Government // Mobile & Wireless
Commentary
10/13/2011
04:44 PM
Connect Directly
LinkedIn
Twitter
RSS
E-Mail
50%
50%

RIM Outage Explanation Leaves Big Questions

RIM did more dancing around the issues than frank sharing as it tried to explain the BlackBerry outage--leaving CIOs to speculate. And goodwill's running short.

After an almost four-day outage of RIM's Blackberry service, RIM's co-CEOs gave a status update Thursday morning. Mike Lazaridis delivered what appeared to be a prepared statement, followed by questions, largely from the media. The way that RIM reacted to the outage will likely shape the company's fortunes for the foreseeable future. And on the key question, the future health of RIM's network and its ability to scale, too many questions went unanswered.

Lazaridis started out with an apology and something of a promise. "You expect better of us, I expect better of us," he said. "We are, and will take every action feasibly, to minimize the risk of this happening again."

Apparently, one switch's failure with a bonked-up backup system had such a tremendous "ripple effect" that it caused a world-wide outage for days.

The question that many CIOs and CTOs are asking is, if architecture is planned out right, and testing occurred on a reasonably diligent basis, how exactly could that happen?

[ For more analysis, see BlackBerry Service Outage Spells RIM Doom. ]
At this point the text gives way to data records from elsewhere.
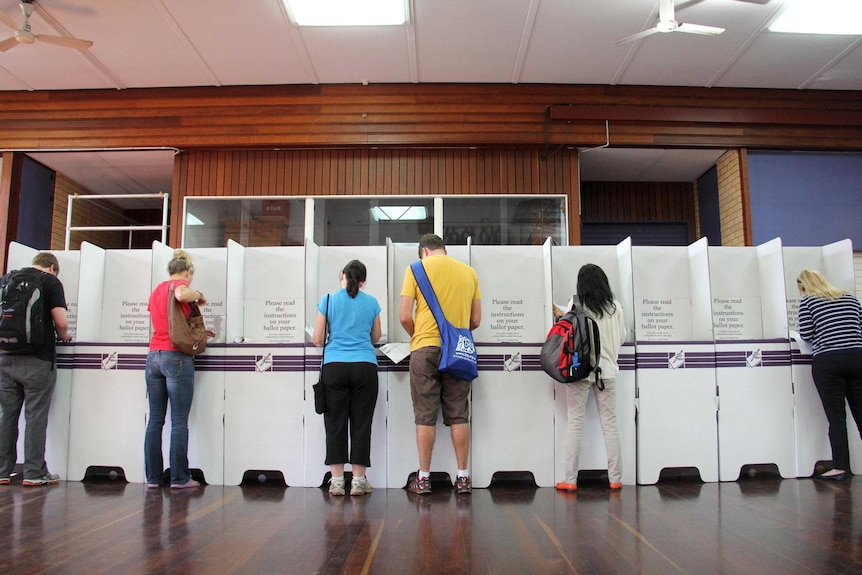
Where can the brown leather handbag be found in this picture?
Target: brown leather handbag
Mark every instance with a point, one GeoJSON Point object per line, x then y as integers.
{"type": "Point", "coordinates": [188, 334]}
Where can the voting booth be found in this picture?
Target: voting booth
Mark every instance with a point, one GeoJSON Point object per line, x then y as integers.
{"type": "Point", "coordinates": [676, 424]}
{"type": "Point", "coordinates": [323, 269]}
{"type": "Point", "coordinates": [755, 416]}
{"type": "Point", "coordinates": [109, 395]}
{"type": "Point", "coordinates": [57, 433]}
{"type": "Point", "coordinates": [835, 261]}
{"type": "Point", "coordinates": [617, 265]}
{"type": "Point", "coordinates": [264, 362]}
{"type": "Point", "coordinates": [513, 399]}
{"type": "Point", "coordinates": [402, 454]}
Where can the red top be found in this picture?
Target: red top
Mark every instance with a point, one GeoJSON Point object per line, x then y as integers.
{"type": "Point", "coordinates": [158, 308]}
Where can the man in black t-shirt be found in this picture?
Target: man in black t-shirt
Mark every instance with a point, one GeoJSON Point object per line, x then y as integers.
{"type": "Point", "coordinates": [28, 381]}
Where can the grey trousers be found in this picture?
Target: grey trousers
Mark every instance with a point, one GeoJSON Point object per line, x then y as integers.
{"type": "Point", "coordinates": [28, 382]}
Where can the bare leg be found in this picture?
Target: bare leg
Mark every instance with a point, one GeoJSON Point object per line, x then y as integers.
{"type": "Point", "coordinates": [425, 436]}
{"type": "Point", "coordinates": [461, 442]}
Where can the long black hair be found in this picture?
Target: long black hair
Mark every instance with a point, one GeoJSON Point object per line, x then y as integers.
{"type": "Point", "coordinates": [354, 273]}
{"type": "Point", "coordinates": [594, 291]}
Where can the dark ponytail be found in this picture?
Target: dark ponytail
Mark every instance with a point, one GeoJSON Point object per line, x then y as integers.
{"type": "Point", "coordinates": [354, 273]}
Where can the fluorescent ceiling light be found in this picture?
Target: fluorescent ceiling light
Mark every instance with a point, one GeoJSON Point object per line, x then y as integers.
{"type": "Point", "coordinates": [348, 12]}
{"type": "Point", "coordinates": [398, 213]}
{"type": "Point", "coordinates": [820, 17]}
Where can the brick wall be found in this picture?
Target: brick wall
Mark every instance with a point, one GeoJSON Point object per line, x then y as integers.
{"type": "Point", "coordinates": [732, 200]}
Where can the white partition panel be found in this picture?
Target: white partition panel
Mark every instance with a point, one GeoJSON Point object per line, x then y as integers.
{"type": "Point", "coordinates": [675, 361]}
{"type": "Point", "coordinates": [57, 440]}
{"type": "Point", "coordinates": [402, 456]}
{"type": "Point", "coordinates": [835, 261]}
{"type": "Point", "coordinates": [616, 262]}
{"type": "Point", "coordinates": [206, 419]}
{"type": "Point", "coordinates": [325, 266]}
{"type": "Point", "coordinates": [755, 418]}
{"type": "Point", "coordinates": [109, 403]}
{"type": "Point", "coordinates": [513, 399]}
{"type": "Point", "coordinates": [263, 399]}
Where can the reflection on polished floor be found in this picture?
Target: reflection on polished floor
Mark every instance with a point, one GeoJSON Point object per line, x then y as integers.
{"type": "Point", "coordinates": [762, 525]}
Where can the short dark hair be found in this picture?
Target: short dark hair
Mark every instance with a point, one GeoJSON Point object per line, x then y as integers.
{"type": "Point", "coordinates": [355, 273]}
{"type": "Point", "coordinates": [46, 260]}
{"type": "Point", "coordinates": [431, 242]}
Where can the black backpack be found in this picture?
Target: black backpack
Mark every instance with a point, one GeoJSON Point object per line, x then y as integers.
{"type": "Point", "coordinates": [22, 312]}
{"type": "Point", "coordinates": [572, 349]}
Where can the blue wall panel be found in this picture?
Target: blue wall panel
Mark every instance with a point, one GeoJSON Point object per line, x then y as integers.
{"type": "Point", "coordinates": [806, 198]}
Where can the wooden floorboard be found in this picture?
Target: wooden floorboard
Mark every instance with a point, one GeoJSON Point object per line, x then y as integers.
{"type": "Point", "coordinates": [752, 526]}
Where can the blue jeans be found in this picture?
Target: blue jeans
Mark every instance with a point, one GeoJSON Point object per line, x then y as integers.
{"type": "Point", "coordinates": [170, 378]}
{"type": "Point", "coordinates": [25, 381]}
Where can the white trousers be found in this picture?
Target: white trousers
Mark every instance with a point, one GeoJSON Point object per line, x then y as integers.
{"type": "Point", "coordinates": [577, 395]}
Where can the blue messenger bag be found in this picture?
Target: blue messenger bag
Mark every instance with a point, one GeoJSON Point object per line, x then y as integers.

Lazaridis says that "root cause analysis" is still ongoing. In his words: "A dual, redundant, high-capacity core switch designed to protect the core infrastructure failed." This apparently caused outages and delays in Europe, the Middle East, Africa, India, Brazil, Chile, and Argentina. "This caused a cascade failure in our system. There was a backup switch, but the backup did not function as intended and this led to a backlog of data in the system. The failure in Europe in turn overloaded systems elsewhere. When we restarted the system based in Europe, the queue processing took longer than expected."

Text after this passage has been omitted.